To spread within companies that installed the patch to protect themselves against WannaCry, the Petya ransomware appears to have two other ways of spreading rapidly within an organisation, by targeting the network’s administrator tools.
It’s not yet clear how computers became infected with the ransomware in the first place, but it doesn’t seem to be through email as happened with WannaCry, said Kalember.
Pictures circulating on social media recently on screens purportedly affected by the attack showed a message stating, “Your files are no longer accessible because they have been encrypted,” and demanding a $300 ransom in the Bitcoin digital currency.

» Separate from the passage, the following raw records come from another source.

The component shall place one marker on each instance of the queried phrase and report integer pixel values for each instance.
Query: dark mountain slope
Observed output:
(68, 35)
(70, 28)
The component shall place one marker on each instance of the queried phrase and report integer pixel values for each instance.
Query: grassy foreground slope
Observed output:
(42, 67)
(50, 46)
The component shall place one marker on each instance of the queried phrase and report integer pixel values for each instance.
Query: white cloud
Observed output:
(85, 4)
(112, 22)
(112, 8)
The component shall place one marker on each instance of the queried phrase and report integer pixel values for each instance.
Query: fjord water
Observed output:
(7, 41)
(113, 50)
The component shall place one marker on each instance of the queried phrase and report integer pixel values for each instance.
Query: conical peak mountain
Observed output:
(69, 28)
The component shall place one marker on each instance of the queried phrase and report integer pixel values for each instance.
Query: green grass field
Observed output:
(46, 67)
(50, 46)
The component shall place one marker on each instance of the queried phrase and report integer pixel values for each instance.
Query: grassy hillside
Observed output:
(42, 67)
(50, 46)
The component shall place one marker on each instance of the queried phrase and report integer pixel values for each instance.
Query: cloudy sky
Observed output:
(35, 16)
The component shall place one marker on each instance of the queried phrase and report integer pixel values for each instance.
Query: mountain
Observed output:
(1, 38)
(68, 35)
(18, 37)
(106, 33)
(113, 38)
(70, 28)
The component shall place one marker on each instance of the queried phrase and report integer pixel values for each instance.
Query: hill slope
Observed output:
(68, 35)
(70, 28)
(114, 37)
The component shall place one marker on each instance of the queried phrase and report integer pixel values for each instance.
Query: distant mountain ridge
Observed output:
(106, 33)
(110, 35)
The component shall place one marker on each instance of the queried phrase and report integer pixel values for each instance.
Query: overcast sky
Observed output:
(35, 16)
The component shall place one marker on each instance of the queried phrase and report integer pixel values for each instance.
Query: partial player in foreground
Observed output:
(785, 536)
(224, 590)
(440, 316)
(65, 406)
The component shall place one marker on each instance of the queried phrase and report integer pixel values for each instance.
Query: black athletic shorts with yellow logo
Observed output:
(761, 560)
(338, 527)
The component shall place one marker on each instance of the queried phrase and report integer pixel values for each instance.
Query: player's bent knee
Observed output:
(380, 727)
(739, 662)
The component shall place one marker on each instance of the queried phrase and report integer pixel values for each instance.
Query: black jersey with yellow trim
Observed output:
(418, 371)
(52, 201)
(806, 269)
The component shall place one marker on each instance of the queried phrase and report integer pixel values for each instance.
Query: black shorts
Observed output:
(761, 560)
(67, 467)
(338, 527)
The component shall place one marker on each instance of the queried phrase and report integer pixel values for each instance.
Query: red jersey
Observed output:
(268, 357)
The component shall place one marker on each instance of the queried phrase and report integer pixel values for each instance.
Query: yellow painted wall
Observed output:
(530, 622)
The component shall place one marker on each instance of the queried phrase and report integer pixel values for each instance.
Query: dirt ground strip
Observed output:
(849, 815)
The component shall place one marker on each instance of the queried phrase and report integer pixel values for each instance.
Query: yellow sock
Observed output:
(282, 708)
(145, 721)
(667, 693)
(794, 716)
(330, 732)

The attack affected all business units at Maersk, including container shipping, port and tug boat operations, oil and gas production, drilling services, and oil tankers, the company said, as well as seventeen container terminals.
“We can confirm that Maersk IT systems are down across multiple sites and business units due to a cyber-attack,” the Copenhagen-based firm said on Twitter. “We continue to assess the situation.”
The disruptions in Ukraine follow a rash of hacking attempts on state websites in late 2016 and a succession of attacks on the national electricity grid that prompted security chiefs to call for improved cyber defences. The country’s prime minister, Volodymyr Groysman, said the attack was “unprecedented” but vital systems had not been affected. “Our IT experts are doing their job and protecting critical infrastructure,” he said. “The attack will be repelled and the perpetrators will be tracked down.”
In a bid to calm public fears about the attack, which temporarily shut down the country’s main airport and prevented travellers from using the Kiev metro, the authorities tweeted a GIF of a dog nonchalantly drinking tea in a room on fire.
Deputy prime minister Pavlo Rozenko earlier tweeted a picture of a darkened computer screen and said the government’s IT system had been shut down. The state grid, Ukrenergo, said its system had been hit but power supplies were unaffected.
The central bank said an “unknown virus” was to blame for the latest attacks. “As a result of these cyber-attacks, these banks are having difficulties with client services and carrying out banking operations,” it said in a statement.
Ukraine has blamed Russia for previous cyber-attacks, including one on its power grid at the end of 2015 that left part of western Ukraine temporarily without electricity. Russia has denied carrying out cyber-attacks on Ukraine.
Nicolas Duvinage, head of the French military’s digital crime unit, told Agence France-Presse the attack was “a bit like a flu epidemic in winter”, adding: “We will get many of these viral attack waves in coming months.”
The growing fight against cyber-attacks has seen protection spending surge around the world, with the global cyber security market estimated to be worth some £94bn ($120bn) this year, more than 30 times its size just over a decade ago.